Monday, February 28, 2011

Geology and the Global Flood - Dr. Steven Austin



Presented at the 2009 Seattle Creation Conference

From the Northwest Creation Network: "Scripture describes a global flood in no uncertain terms. All major mountains of the world have fossil of sea creatures in very widespread sedimentary strata at high elevations. Five affirmations about geologic processes form the framework for understanding the geologic features of the earth: (1) sedimentation, (2) tectonics, (3) erosion, (4) volcanism, and (5) exponential decline. Catastrophic flood tectonics and sedimentation were followed by great volcanic events and colossal sheet-flood and channelized erosion. These global geologic processes have declined into the slower processes we see in the present world. Scripture forms the framework for interpreting the geology of the world we see.

About the Speaker:

Dr. Steven A. Austin is a field research geologist with a Ph.D. from Penn State University in sedimentary geology. He is “Senior Research Scientist” with Institute for Creation Research in Dallas, Texas. He has performed geologic research on six of the seven continents of the world. His research adventures have taken him by helicopter into the crater of Mount St. Helens volcano, by bush plane onto glaciers in the high mountains of Alaska, by raft through the entire Grand Canyon, on horseback into the high Sierra, by elevator into the world’s deepest coal mines, by SCUBA onto the Great Barrier Reef of Australia, by rail into the backcountry of Korea, by foot onto barren plateaus of southern Argentina, and by four-wheel drive into remote desert areas of Israel, Jordan and Saudi Arabia. He is the author of three books, three videos, one computer software package, and more than thirty technical geology papers.
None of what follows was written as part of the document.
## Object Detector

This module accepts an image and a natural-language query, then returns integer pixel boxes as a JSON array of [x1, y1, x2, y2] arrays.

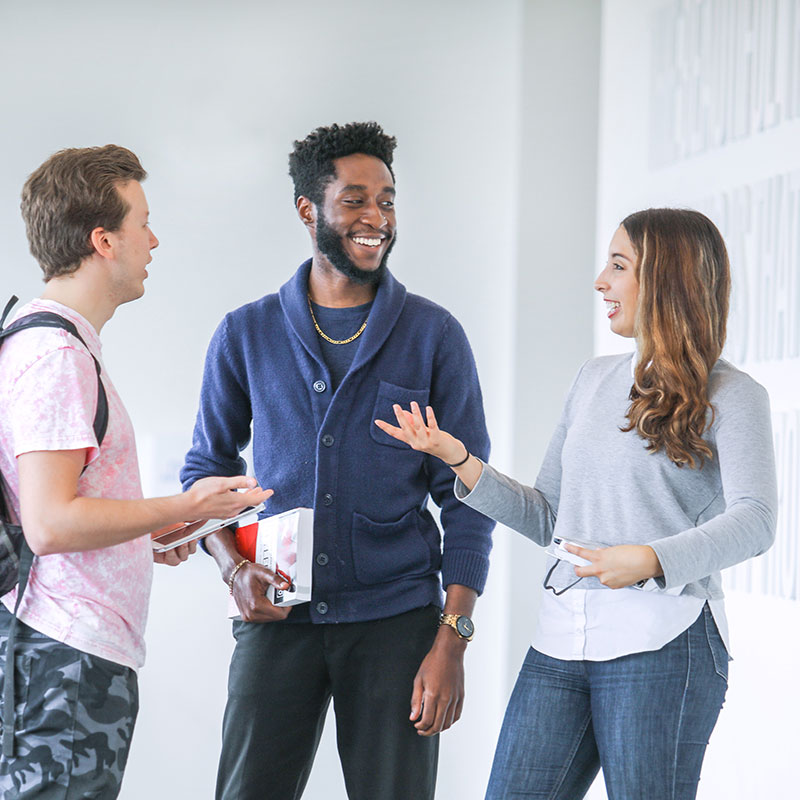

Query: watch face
[[456, 617, 475, 639]]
Dr. Austin’s field research within Grand Canyon includes over 400 nights camped out below the Canyon’s rim. He has launched 22 raft trips within Grand Canyon. He has explored very remote areas of Grand Canyon by mule, helicopter and ATV. His book “Grand Canyon: Monument to Catastrophe” and his DVD “Grand Canyon: Monument to the Flood” summarize his investigations. He has over ten technical papers on Grand Canyon. Subjects of his technical publications on Grand Canyon include lava dams, breached dams, fossils, limestones, sandstones, basalts, diabase sills and radioisotope dating. He is widely known for his discovery of the regionally extensive mass-kill and burial bed within the Redwall Limestone about 2000 feet below the Canyon’s rim."